Seule personnalité franchement marquée à gauche, mais aussi seule infirmière et seule femme parmi les personnalités qui se sont exprimées durant la journée, Aurélie Jochaud a offert un discours en fort contraste avec celui des autres intervenants. Si la conseillère santé de Nathalie Arthaud, comme ses homologues, déplore « des économies sur la santé votées années après année », elle a insisté sur le fait que « tous les gouvernements sont là pour servir les intérêts des grosses entreprises, des banques, du CAC 40 », et qu’ils « ne vont rien faire pour la santé ».

La conseillère de Nathalie Arthaud a tenu à rappeler que, selon elle, si le système de santé a tenu pendant la pandémie, c’est parce que « les soignants se sont démultipliés ». Ceux-ci ont selon elle fait preuve d’un « dévouement extraordinaire », tandis que « le gouvernement, lui, n’a rien fait ». « On avait l’impression qu’on nous mettait plein de bâtons dans les roues », a-t-elle même estimé.

La seule solution, selon elle, est donc d’imposer un « rapport de force », les soignants devant « prendre leur sort en main ». La représentante de Lutte ouvrière juge donc nécessaire « d’ouvrir des lits partout », « d’augmenter les salaires », « d’avoir des effectifs supplémentaires », les moyens pour financer ces dépenses se trouvant d’après elle « dans les profits des entreprises ». Le problème d’attractivité de la profession largement décrié pourrait ainsi être résolu. « Il suffirait d’augmenter les salaires et d’améliorer les conditions de travail », a-t-elle déclaré.

-> SEBASTIEN MIREK, pour EMMANUEL MACRON (MAJORITE PRESIDENTIELLE) – Réenchanter la santé

« Je ne ferai pas d’annonces sur le programme santé, car le candidat n’en a pas fait », a prévenu le Dr Sébastien Mirek, l’un des trois « relais santé » de la campagne d’Emmanuel Macron, qui clôturait cette journée. De fait, le programme santé du président sortant n’étant pas encore connu, cet anesthésiste-réanimateur a dû principalement se contenter de défendre le bilan du quinquennat.
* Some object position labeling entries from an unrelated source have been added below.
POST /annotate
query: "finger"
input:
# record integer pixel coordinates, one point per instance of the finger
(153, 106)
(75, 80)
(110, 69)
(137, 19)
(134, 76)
Il a tout de même noté que dans sa lettre aux Français de début mars, le chef de l’État avait parlé de la prévention et des déserts médicaux, ce qui donne une idée les grands axes d’un possible second mandat.

Se disant « fier de l’hôpital public », Sébastien Mirek a admis qu’après deux ans de crise, le système était « à bout de souffle », et qu’il avait « besoin d’être réenchanté ». Il a reconnu qu’il y avait « un besoin de reconnaissance salariale », point sur lequel le Ségur avait apporté une réponse « non négligeable », mais « vraisemblablement pas suffisante ». Le représentant d’Emmanuel Macron a par ailleurs indiqué qu’il était nécessaire de continuer à « travailler sur les pratiques avancées, les délégations, les transferts de compétences »« Il y a une réflexion à avoir sur la qualité de vie au travail », a-t-il ajouté.

L’anesthésiste a par ailleurs insisté sur le côté participatif de la campagne du président. « Nous comptons sur vous pour faire des propositions, a-t-il indiqué à plusieurs reprises. Notre méthode, c’est la coconstruction, je suis une courroie de transmission et je suis là pour écouter vos propositions»

Adrien Renaud

* Anfiide : Association nationale française des infirmières et infirmiers diplômés et des étudiants ; ANPDE : Association nationale des puériculteurs diplômés et des étudiants ; Fnesi : Fédération nationale des étudiants en soins infirmiers ; Cefiec : Comité d’entente des formations infirmières et cadres ; Unaibode : Union nationale des associations d’Ibode ; Snibo : Syndicat national des Ibode.